I tried to change the hdfs Parameters for rollSize, batch size and others but it doesn't change the behavior really.
The sink to local file which is also configured works just fine.
Did somebody know how to configure it to ensure that all entries are written to hdfs without loosing entries.
Thanks for your help.
Update 1.12.2016
I removed all sinks except the sink of HDFS and changed some of the parameters. After this the HDFS sinks performs as it should be.
Here the configuration:
# Naming the components on the current agent
Agent.sources = Netcat
Agent.channels = MemChannel
Agent.sinks = hdfs-sink
# Describing/Configuring the source
Agent.sources.Netcat.type = netcat
Agent.sources.Netcat.bind = 0.0.0.0
Agent.sources.Netcat.port = 56565
# Define a sink that outputs to hdfs.
Agent.sinks.hdfs-sink.type = hdfs
Agent.sinks.hdfs-sink.hdfs.path = hdfs://<<IP of HDFS node>>/user/admin/flume_folder/%y-%m-%d/%H%M/
Agent.sinks.hdfs-sink.hdfs.useLocalTimeStamp = true
Agent.sinks.hdfs-sink.hdfs.fileType = DataStream
Agent.sinks.hdfs-sink.hdfs.writeFormat = Text
Agent.sinks.hdfs-sink.hdfs.batchSize = 100
Agent.sinks.hdfs-sink.hdfs.rollSize = 0
Agent.sinks.hdfs-sink.hdfs.rollCount = 100
# Describing/Configuring the channel
Agent.channels.MemChannel.type = memory
Agent.channels.MemChannel.capacity = 1000
Agent.channels.MemChannel.transactionCapacity = 100
# Bind the source and sink to the channel
Agent.sources.Netcat.channels = MemChannel
Agent.sinks.hdfs-sink.channel = MemChannel
Has somebody an idea why it is working with this configuration but with two or more sinks it does not work anymore?

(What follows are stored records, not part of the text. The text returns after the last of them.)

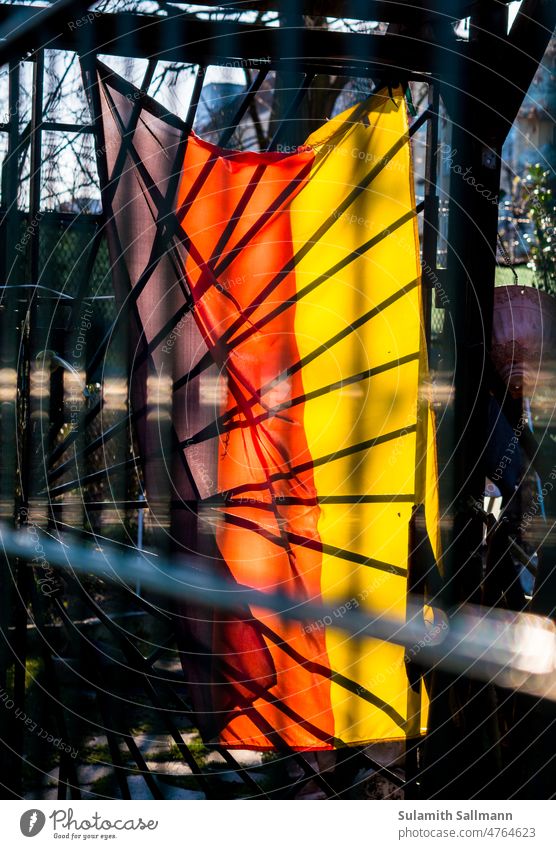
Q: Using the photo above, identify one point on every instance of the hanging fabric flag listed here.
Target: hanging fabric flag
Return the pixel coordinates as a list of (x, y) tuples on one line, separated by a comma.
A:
[(275, 298)]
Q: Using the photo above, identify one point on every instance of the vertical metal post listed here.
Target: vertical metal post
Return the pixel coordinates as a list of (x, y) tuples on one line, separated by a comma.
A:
[(468, 736), (430, 223), (8, 404), (36, 163)]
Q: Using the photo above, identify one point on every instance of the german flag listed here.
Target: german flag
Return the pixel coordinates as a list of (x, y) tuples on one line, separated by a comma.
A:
[(279, 296)]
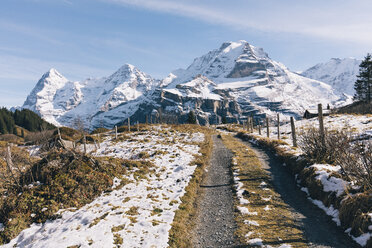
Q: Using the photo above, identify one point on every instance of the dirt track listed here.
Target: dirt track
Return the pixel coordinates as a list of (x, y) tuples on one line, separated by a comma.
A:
[(216, 224), (318, 227)]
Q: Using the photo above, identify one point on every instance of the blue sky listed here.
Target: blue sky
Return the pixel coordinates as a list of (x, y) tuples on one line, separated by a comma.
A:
[(93, 38)]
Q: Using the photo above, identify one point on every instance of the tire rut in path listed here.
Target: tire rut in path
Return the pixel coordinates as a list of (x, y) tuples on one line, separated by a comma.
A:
[(215, 225), (319, 229)]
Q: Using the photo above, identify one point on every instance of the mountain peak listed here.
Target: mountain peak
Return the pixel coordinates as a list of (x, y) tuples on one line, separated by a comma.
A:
[(52, 73)]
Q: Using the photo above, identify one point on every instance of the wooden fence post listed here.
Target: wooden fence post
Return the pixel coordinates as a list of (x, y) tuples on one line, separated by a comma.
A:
[(259, 129), (278, 126), (85, 144), (294, 139), (321, 124), (59, 134), (252, 123), (10, 165)]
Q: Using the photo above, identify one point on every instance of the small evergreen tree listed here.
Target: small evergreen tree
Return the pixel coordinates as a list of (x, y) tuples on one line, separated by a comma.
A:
[(363, 85), (191, 118), (224, 119)]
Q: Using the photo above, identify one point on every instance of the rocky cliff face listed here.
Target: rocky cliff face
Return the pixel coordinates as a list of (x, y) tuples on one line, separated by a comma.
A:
[(234, 81)]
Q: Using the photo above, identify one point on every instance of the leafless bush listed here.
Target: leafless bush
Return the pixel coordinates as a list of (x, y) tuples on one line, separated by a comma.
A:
[(323, 149), (14, 162), (356, 163), (9, 137), (338, 148), (38, 138)]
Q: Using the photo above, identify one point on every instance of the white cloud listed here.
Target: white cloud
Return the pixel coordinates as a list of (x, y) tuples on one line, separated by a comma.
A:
[(337, 20)]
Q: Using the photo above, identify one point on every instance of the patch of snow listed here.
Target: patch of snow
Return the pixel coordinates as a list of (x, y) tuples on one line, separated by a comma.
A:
[(330, 183), (251, 223), (331, 211), (132, 206), (362, 239), (256, 241), (245, 210)]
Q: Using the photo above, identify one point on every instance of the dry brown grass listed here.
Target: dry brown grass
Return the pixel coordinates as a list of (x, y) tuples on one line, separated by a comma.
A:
[(353, 208), (277, 225), (180, 235)]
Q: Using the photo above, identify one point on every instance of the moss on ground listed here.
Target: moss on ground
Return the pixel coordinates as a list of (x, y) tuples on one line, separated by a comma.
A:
[(66, 179)]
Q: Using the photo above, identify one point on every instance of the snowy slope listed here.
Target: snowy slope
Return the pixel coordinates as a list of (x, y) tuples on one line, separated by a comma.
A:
[(41, 98), (97, 102), (341, 74), (237, 79), (254, 80), (142, 211)]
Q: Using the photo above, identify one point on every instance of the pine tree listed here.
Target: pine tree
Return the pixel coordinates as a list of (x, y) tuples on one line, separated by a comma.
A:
[(363, 85), (224, 119), (191, 119)]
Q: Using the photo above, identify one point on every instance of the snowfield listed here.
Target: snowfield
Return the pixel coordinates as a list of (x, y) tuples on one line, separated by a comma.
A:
[(138, 214), (358, 126)]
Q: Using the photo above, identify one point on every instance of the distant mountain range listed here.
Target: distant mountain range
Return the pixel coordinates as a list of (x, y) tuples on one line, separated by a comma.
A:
[(233, 81), (341, 74)]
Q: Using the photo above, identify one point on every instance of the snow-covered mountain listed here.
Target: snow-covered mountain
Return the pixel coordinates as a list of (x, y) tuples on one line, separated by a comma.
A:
[(235, 80), (97, 102), (341, 74), (245, 74)]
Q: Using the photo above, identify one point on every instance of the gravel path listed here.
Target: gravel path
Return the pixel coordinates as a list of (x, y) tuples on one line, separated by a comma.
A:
[(216, 225), (319, 229)]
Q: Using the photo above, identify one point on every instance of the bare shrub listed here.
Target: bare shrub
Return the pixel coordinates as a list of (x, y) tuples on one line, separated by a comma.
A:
[(338, 148), (356, 163), (323, 149), (38, 138)]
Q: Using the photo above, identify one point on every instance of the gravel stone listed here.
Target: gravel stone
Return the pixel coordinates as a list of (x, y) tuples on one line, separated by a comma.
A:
[(216, 224)]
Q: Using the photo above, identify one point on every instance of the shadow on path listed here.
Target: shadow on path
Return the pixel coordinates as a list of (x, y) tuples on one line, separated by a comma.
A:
[(216, 225), (318, 227)]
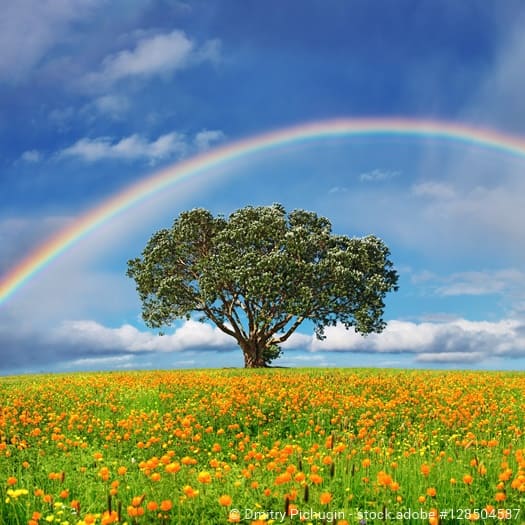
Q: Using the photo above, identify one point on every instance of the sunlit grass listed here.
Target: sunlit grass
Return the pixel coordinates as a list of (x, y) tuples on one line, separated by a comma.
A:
[(190, 446)]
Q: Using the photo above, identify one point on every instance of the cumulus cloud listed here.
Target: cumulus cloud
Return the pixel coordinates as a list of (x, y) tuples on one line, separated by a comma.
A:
[(452, 341), (127, 338), (87, 343), (378, 175), (133, 147), (153, 55), (136, 147), (113, 106), (206, 138), (29, 29), (31, 156)]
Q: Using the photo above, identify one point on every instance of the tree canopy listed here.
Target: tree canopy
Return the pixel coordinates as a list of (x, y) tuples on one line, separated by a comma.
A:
[(260, 273)]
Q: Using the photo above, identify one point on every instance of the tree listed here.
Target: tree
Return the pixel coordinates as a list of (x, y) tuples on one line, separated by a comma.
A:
[(260, 273)]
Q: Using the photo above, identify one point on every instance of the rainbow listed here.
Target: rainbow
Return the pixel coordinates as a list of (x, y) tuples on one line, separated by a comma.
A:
[(303, 133)]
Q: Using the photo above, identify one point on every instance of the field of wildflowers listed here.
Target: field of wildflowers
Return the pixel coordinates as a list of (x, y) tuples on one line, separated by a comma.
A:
[(263, 446)]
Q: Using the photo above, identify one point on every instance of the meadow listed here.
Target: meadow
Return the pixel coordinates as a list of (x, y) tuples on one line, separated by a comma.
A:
[(268, 446)]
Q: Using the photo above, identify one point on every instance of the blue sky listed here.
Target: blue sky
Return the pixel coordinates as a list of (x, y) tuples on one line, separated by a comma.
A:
[(96, 95)]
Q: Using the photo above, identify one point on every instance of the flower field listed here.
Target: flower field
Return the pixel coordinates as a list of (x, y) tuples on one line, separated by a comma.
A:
[(263, 446)]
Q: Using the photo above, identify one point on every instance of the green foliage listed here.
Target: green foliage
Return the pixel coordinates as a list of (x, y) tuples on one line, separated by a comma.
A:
[(260, 273)]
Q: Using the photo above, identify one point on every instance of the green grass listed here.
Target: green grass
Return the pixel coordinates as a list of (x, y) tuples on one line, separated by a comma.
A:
[(345, 443)]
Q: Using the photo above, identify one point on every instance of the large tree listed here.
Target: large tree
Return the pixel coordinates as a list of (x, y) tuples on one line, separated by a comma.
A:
[(260, 273)]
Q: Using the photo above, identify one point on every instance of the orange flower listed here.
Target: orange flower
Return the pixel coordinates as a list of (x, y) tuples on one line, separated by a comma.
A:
[(172, 468), (190, 492), (500, 496), (204, 477), (225, 500)]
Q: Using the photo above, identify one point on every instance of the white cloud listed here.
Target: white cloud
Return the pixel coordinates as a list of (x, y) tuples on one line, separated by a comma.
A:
[(113, 106), (134, 147), (378, 175), (452, 358), (509, 281), (29, 29), (450, 341), (31, 156), (127, 338), (206, 138), (153, 55), (432, 189)]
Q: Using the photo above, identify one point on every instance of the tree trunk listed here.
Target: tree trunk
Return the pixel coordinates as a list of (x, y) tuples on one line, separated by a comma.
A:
[(253, 355)]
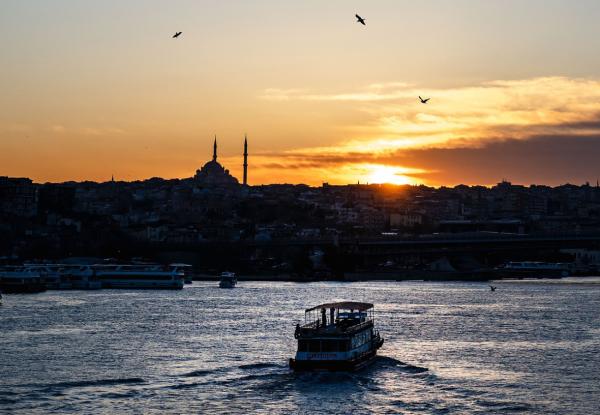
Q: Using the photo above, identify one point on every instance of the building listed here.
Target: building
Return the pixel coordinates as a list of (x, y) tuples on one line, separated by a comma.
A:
[(213, 174)]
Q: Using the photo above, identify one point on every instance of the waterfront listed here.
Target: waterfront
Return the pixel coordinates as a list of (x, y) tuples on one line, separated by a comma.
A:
[(450, 348)]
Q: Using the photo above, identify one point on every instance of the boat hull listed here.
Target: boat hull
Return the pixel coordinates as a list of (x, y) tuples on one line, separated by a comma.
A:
[(348, 365), (22, 288)]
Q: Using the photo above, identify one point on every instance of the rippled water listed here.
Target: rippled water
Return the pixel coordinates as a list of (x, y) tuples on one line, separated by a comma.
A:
[(450, 348)]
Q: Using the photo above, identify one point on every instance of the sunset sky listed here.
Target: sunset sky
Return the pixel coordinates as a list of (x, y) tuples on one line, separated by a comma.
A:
[(89, 89)]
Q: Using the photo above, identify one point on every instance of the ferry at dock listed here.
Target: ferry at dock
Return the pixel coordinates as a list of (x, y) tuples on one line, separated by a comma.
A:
[(525, 269), (20, 280), (336, 337), (139, 276)]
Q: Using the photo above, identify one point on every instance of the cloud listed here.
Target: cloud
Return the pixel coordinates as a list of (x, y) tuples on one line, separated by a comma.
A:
[(455, 116), (543, 130)]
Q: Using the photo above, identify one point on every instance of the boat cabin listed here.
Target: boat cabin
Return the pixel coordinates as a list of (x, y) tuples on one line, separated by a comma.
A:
[(336, 336)]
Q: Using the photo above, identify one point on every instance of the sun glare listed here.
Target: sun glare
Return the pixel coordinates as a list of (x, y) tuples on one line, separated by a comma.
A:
[(380, 174)]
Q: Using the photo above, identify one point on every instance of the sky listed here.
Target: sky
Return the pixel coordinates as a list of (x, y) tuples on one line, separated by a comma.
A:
[(92, 89)]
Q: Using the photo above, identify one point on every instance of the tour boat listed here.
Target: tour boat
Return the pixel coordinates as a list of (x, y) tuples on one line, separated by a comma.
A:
[(66, 277), (136, 276), (336, 337), (187, 271), (228, 280), (534, 269)]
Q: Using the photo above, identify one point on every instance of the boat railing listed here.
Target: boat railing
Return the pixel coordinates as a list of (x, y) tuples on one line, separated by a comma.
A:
[(316, 327)]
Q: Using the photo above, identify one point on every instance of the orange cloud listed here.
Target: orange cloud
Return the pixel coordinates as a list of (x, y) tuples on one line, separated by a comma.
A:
[(467, 117)]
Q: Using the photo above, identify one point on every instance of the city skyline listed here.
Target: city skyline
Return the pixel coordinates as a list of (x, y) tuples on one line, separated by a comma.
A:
[(515, 91)]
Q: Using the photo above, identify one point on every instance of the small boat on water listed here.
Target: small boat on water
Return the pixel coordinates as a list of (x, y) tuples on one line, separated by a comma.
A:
[(21, 280), (336, 337), (228, 280), (139, 276), (531, 269)]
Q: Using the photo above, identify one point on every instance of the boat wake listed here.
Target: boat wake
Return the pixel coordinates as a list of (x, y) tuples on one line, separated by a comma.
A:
[(390, 362), (259, 366)]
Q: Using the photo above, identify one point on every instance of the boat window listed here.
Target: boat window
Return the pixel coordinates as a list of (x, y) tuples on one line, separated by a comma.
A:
[(328, 345), (314, 346)]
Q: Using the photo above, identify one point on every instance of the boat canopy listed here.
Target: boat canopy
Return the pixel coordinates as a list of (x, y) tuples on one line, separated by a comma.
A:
[(346, 305)]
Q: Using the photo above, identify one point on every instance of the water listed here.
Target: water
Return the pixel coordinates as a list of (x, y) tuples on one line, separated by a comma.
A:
[(450, 348)]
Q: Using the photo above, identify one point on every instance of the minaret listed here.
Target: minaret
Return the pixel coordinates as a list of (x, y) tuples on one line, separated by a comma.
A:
[(245, 160), (215, 149)]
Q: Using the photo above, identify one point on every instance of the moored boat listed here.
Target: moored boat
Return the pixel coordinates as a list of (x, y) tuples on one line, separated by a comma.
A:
[(20, 280), (138, 276), (531, 269), (336, 337), (228, 280)]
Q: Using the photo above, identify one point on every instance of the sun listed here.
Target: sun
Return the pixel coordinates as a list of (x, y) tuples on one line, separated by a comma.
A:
[(380, 174)]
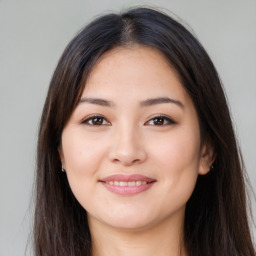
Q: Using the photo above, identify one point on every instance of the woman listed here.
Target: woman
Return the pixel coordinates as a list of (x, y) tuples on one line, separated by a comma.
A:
[(138, 123)]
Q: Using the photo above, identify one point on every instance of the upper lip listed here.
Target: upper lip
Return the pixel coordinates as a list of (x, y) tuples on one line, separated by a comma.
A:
[(127, 178)]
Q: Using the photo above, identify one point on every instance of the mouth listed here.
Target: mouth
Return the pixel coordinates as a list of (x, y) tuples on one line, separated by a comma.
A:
[(127, 184)]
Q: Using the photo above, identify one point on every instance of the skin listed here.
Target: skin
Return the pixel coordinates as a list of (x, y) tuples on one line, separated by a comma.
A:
[(128, 139)]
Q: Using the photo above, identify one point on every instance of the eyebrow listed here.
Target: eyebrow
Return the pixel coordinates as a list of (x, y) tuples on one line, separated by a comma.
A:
[(160, 100), (145, 103)]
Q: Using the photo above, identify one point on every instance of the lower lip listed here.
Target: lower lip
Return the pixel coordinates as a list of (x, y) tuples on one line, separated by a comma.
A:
[(127, 190)]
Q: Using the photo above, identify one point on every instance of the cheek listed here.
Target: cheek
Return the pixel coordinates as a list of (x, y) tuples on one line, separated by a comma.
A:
[(81, 154), (82, 158), (178, 164)]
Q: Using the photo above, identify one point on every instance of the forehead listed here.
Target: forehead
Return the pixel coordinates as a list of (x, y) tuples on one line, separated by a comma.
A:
[(133, 70)]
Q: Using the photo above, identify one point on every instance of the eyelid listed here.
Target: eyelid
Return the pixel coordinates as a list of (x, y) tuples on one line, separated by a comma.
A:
[(90, 117), (167, 118)]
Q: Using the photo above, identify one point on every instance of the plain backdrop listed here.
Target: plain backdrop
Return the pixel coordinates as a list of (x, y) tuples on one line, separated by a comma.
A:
[(33, 35)]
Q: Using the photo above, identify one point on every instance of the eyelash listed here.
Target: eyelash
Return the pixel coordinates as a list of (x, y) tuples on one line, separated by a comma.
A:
[(165, 120)]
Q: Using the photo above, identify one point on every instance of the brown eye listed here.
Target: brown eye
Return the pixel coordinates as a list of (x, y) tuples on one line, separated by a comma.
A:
[(160, 121), (96, 121)]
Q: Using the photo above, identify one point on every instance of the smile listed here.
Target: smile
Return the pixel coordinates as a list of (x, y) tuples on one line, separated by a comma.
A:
[(127, 184)]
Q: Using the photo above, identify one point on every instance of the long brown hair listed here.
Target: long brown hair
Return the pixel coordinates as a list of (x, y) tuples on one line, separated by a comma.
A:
[(216, 221)]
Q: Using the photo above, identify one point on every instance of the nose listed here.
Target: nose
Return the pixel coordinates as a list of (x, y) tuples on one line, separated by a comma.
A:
[(127, 148)]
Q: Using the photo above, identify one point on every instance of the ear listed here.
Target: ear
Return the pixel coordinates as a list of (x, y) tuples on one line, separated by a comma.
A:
[(60, 151), (207, 157)]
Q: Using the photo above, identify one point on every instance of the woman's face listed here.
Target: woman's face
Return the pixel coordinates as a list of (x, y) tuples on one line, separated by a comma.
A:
[(131, 149)]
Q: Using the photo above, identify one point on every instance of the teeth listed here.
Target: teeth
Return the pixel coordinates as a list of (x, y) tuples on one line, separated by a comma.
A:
[(126, 184)]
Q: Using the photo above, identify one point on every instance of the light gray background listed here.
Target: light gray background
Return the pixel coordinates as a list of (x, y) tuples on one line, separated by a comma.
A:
[(33, 35)]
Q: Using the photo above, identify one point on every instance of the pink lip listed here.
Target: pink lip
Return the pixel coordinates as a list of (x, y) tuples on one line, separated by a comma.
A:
[(122, 177), (127, 190)]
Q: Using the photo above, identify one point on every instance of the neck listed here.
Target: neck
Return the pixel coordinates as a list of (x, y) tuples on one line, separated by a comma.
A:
[(164, 239)]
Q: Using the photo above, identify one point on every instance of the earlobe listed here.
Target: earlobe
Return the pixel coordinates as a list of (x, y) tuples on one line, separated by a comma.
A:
[(60, 151), (207, 158)]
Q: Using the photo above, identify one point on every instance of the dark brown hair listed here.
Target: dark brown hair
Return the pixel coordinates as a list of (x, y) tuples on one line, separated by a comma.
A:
[(216, 221)]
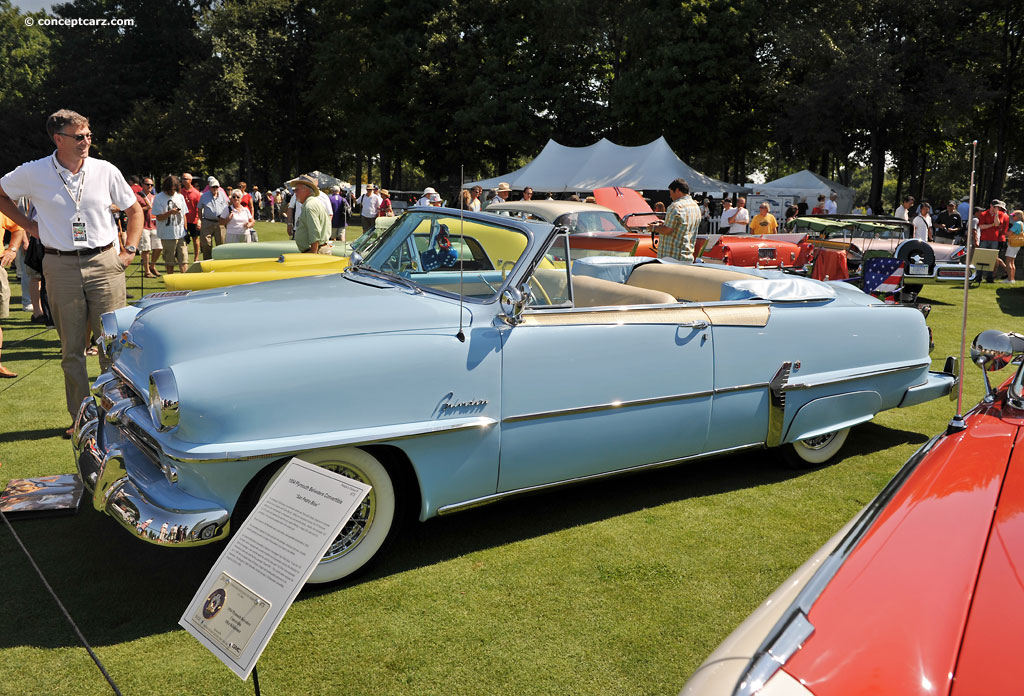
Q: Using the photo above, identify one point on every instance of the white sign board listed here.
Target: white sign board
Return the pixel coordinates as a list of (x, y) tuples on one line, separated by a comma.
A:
[(266, 562)]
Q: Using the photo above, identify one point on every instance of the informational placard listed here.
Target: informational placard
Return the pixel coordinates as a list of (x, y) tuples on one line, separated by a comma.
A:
[(266, 562)]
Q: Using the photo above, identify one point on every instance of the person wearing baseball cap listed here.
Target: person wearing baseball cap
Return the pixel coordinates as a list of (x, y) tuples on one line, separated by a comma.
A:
[(312, 231), (425, 199), (213, 205), (370, 207)]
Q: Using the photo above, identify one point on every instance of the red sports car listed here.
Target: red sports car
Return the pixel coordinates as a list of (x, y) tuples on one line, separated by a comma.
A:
[(923, 593), (785, 252)]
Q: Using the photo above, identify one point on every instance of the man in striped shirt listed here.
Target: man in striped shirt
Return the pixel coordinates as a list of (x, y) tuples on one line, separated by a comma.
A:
[(681, 221)]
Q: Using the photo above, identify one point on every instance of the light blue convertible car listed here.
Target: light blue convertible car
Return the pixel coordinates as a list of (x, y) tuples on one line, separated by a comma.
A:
[(482, 365)]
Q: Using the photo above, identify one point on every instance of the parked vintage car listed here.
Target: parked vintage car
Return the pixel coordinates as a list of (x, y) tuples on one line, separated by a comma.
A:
[(631, 208), (927, 262), (218, 273), (478, 249), (594, 229), (462, 368), (922, 592), (783, 251)]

I found the solution by my self. As I understand it, I used the same channel for both sinks. Therefore the sink which was faster take over all the entries and only some of the entries were passed to the hdfs sink.
After using different channels and including fanning for the sources with the parameter
Agent.sources.Netcat.selector.type = replicating
Flume writes to local file and to hdfs as expected.